At the same time, Democrats are vexed with balancing tradition with more progressive platforms such as defunding the police. This is one area in which Republicans have sardonically backed Democrats into a corner by forcing them to either appeal to the traditional and moderate portion of Latinos or put more progressive policies on the chopping block and risk losing younger voters. Democrats have prided themselves on fostering a diverse electorate, but such diversity has also caused disassociation between the oldest and youngest portions of Latino Democrats. The capricious voting patterns of Latinos make them significant in all elections with votes that cannot be acquiesced easily. 

There are very few roads to the White House that did not pass through the Latino community, yet they are rarely valued — until election season, that is. There is a concept jokingly referred to as Christopher Columbus syndrome in which people suddenly discover the importance of concepts that already existed; in this case, it is the Latino community and their respective votes.

Latinos cannot be taken for granted, because they have the power to alter the direction of significant elections. 32 million Latinos were eligible to vote this election season, which made them the largest racial minority exceeding the number of Black voters for the first time. The Latino population is expected to grow to 100 million in the coming decades. The metastasization of the Latino population further supports the notion that no candidate can secure a win without this crucial demographic. 

Empirically, Latinos have already demonstrated their power to influence election outcomes. In 2016, half of the Latino population eligible to vote did not turn out, and the wins for Trump in Florida and Arizona propelled him to victory. Had the turnout among the Latino community been higher, there is a strong possibility that Hillary Clinton could have been running for a second term in 2020, but alas, Michigan, Pennsylvania and Wisconsin secured the lead for Trump. 

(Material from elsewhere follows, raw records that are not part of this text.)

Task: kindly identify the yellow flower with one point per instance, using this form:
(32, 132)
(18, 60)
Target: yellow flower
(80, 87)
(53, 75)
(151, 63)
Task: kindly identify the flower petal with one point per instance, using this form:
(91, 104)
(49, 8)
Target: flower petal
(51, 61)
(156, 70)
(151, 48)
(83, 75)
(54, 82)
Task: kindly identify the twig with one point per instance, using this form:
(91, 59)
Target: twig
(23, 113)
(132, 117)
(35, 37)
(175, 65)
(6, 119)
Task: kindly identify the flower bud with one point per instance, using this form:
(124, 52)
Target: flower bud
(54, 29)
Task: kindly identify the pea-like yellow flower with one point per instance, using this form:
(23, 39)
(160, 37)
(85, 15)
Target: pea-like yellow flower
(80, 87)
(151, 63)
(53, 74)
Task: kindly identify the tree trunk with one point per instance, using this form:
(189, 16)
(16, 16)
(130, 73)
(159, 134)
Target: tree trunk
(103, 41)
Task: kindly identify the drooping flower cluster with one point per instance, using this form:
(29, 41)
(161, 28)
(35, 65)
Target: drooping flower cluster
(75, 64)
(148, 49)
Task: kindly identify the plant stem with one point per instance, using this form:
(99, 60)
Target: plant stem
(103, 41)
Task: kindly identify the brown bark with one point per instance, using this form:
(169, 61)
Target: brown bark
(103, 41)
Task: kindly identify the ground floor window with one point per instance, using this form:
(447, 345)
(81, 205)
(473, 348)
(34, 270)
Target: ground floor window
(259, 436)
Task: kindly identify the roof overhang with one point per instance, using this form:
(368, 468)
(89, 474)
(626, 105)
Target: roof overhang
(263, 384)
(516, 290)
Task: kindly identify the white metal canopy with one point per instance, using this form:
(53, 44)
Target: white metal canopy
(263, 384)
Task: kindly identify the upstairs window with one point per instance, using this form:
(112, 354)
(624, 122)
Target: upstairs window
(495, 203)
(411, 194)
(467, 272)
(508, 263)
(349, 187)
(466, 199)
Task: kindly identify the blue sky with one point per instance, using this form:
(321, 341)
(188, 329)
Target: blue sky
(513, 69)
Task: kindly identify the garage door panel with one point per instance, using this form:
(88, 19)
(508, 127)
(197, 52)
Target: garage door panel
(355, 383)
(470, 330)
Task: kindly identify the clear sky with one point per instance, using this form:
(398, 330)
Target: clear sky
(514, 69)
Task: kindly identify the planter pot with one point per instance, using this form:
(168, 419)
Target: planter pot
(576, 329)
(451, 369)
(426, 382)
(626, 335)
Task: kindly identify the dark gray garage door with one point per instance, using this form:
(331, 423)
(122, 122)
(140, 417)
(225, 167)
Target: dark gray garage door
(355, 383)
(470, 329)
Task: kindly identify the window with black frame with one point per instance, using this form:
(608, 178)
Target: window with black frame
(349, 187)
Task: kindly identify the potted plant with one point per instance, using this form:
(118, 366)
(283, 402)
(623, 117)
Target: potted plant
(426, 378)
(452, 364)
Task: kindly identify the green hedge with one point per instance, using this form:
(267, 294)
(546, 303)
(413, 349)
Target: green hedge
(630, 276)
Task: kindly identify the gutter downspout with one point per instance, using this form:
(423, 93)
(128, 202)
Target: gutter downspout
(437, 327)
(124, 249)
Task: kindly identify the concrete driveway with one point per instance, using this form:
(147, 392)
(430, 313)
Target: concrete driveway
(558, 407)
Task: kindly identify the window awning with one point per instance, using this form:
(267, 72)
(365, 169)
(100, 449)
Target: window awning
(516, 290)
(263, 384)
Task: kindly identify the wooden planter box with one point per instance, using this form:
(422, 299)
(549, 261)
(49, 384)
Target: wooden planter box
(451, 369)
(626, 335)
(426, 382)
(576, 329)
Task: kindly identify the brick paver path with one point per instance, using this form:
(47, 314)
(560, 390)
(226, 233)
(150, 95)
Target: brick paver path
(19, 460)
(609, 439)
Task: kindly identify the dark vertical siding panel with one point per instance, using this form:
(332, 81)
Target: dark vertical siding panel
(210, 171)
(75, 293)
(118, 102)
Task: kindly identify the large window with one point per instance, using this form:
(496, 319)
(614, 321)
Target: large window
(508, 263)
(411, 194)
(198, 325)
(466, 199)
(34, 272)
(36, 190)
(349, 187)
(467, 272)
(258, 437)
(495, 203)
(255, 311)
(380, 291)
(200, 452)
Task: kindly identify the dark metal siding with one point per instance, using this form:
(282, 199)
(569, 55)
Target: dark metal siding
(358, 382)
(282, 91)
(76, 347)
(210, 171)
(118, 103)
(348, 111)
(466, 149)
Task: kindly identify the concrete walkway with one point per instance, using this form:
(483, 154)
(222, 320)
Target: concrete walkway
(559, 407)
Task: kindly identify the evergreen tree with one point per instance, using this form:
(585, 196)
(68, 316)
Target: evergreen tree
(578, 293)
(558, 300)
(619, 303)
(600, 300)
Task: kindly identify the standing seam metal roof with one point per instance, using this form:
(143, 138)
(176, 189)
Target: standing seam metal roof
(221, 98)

In addition, the Latino vote is important because Latinos have historically been underrepresented and the community has endured several wrongs in need of policy solutions, starting with immigration. Biden promised a path to citizenship for Dreamers, but under the Obama administration, the vice president failed to offer any immigration reform and instead deported over three million undocumented citizens. Biden’s supple promises could have also caused lower turnout among the community, but when he finally settles into the White House, Biden will be forced to answer for his failings on immigration in the past and show what he will do for immigrants, especially those in the Latino community, going forward.

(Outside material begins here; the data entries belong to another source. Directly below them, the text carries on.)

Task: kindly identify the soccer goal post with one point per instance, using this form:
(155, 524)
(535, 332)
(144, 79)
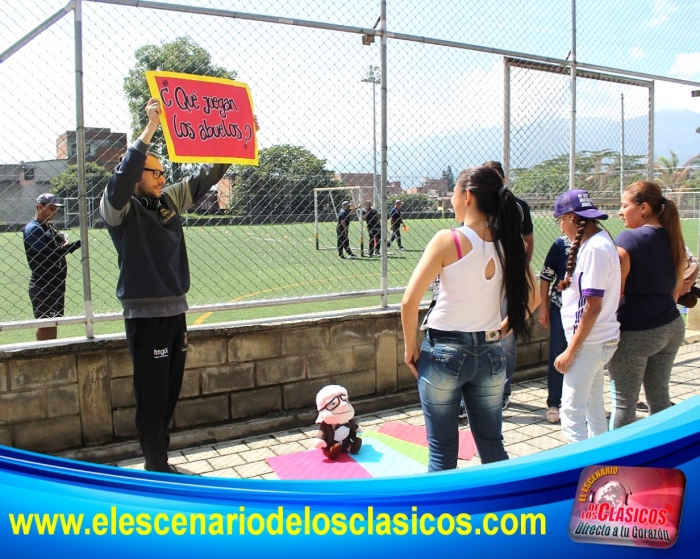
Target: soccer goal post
(327, 204)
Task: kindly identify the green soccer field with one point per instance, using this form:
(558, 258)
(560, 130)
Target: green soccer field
(251, 263)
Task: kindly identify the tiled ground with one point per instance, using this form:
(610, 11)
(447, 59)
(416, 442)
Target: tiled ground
(525, 429)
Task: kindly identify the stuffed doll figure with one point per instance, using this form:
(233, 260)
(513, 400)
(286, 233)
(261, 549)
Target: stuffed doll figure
(337, 427)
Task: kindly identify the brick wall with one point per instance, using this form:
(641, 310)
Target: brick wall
(241, 380)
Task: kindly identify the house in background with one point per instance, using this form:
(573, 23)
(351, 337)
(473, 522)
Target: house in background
(21, 183)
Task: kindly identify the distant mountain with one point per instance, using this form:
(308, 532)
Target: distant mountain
(675, 130)
(412, 160)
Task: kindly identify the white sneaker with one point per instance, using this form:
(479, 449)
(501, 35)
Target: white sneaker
(552, 415)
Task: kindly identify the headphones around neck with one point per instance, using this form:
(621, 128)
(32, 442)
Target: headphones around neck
(148, 203)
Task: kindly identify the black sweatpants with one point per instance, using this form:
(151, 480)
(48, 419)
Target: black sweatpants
(158, 349)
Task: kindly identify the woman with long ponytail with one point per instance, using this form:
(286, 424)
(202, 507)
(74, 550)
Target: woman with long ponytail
(653, 257)
(590, 293)
(461, 355)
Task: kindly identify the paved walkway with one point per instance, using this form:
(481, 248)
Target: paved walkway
(525, 429)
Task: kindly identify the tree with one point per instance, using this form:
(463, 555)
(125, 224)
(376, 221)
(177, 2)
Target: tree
(181, 55)
(65, 184)
(449, 177)
(282, 183)
(673, 175)
(596, 171)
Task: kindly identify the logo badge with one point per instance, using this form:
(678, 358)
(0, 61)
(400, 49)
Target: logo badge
(623, 505)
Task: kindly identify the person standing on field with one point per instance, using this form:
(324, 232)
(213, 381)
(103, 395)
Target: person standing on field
(396, 220)
(374, 227)
(342, 230)
(46, 248)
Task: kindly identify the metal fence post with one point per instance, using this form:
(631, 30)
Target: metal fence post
(383, 101)
(82, 182)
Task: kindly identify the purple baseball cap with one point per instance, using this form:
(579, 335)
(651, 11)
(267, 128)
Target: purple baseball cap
(578, 202)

Finally, neither party can overlook the importance of Latinos in shaping election outcomes because 2020 will mark a turning point in history when citizens, especially minorities, are tired of having politicians merely listen to their concerns; accurate representation is now on the horizon. As a demographic that makes up over 18% of the population, Latinos are severely underrepresented in policy decisions and face high entry barriers to political offices. The last several administrations have failed to answer the demands of the Latino community, and it’s clear that the best remedy is to elect candidates that look like Latinos.